I am building my aerobic base while losing weight at the same time. This translates to a very long period of base-building and very slow paces. I expect to be building until at least the end of the year. I am making measurable progress in both areas. My weight is coming down -- inches off the waist as my resistance training is adding upper body muscle -- and my aerobic base is improving -- faster times with lower heart rates. Keep in mind that "faster" has no relation to "fast" in this case. Let's just say that I cover the same distance in less time with a lower average and peak heart rate.
Building strength, muscle, and endurance -- all still happening in the years past 55. That is good news for all of us. BTW, my resistance training consists of high-repetition dumbbell workouts, using dumbbells over a range of weights from 10 to 40 pounds each (as in, each hand).

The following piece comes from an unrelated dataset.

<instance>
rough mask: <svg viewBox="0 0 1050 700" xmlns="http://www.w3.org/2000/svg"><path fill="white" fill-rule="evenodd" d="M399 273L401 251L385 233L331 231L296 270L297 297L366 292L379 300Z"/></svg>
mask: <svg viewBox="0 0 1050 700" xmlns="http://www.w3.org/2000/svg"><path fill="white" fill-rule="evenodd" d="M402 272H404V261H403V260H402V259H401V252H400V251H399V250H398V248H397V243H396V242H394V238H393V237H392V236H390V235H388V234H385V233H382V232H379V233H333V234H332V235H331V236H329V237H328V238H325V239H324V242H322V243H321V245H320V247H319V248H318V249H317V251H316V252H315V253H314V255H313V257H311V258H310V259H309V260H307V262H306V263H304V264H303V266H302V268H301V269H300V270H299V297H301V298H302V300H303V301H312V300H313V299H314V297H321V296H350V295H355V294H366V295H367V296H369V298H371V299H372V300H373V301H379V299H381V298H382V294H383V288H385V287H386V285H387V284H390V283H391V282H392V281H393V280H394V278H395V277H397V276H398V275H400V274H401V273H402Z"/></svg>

My workouts now are about 40 minutes and I just hit a total lift of 13,400 pounds (weight times reps for each exercise). Running-wise, I am doing a three-mile LvSD (Long very Slow Distance), walking 2/3 of a mile to cool down, then back into two miles of 100-meter intervals and another cool down walk. This workout takes about an hour and 45 minutes.
I am well-exhausted after these workouts. I run MWF, and lift and do at least 30 minutes on the Nordic-Tack skier on TTh. Just as all the landscaping work held me back from having the energy to workout, now my workouts leave me too tired to do much landscaping. The landscaping is mostly done except maintenance, anyway, which has its widely varying degrees of intensity. My activity priority is fitness now, without being irresponsible toward other tasks.
I have been improving my eating habits (80 percent of weight-loss comes from reducing food intake and only 20 percent from exercise), but I have spent decades cultivating bad habits. Improving these bad habits is good, but I have to face the truth and say that my improvements have only made them less-bad, not good. So now I am working on taking my eating habits from bad, to less bad, to something approaching good (which will likely leave room for further improvement once I get to that level).
Why all this? Do I want to race or do a marathon before I am 70? No. No. I love the solitary runs along country roads. I love to workout. Mostly, though, I love that I feel better about all of my life when I feel like there is nothing holding me back from doing the things I wish to do. I am not trying to add days to my life; I am trying to add more life to my days.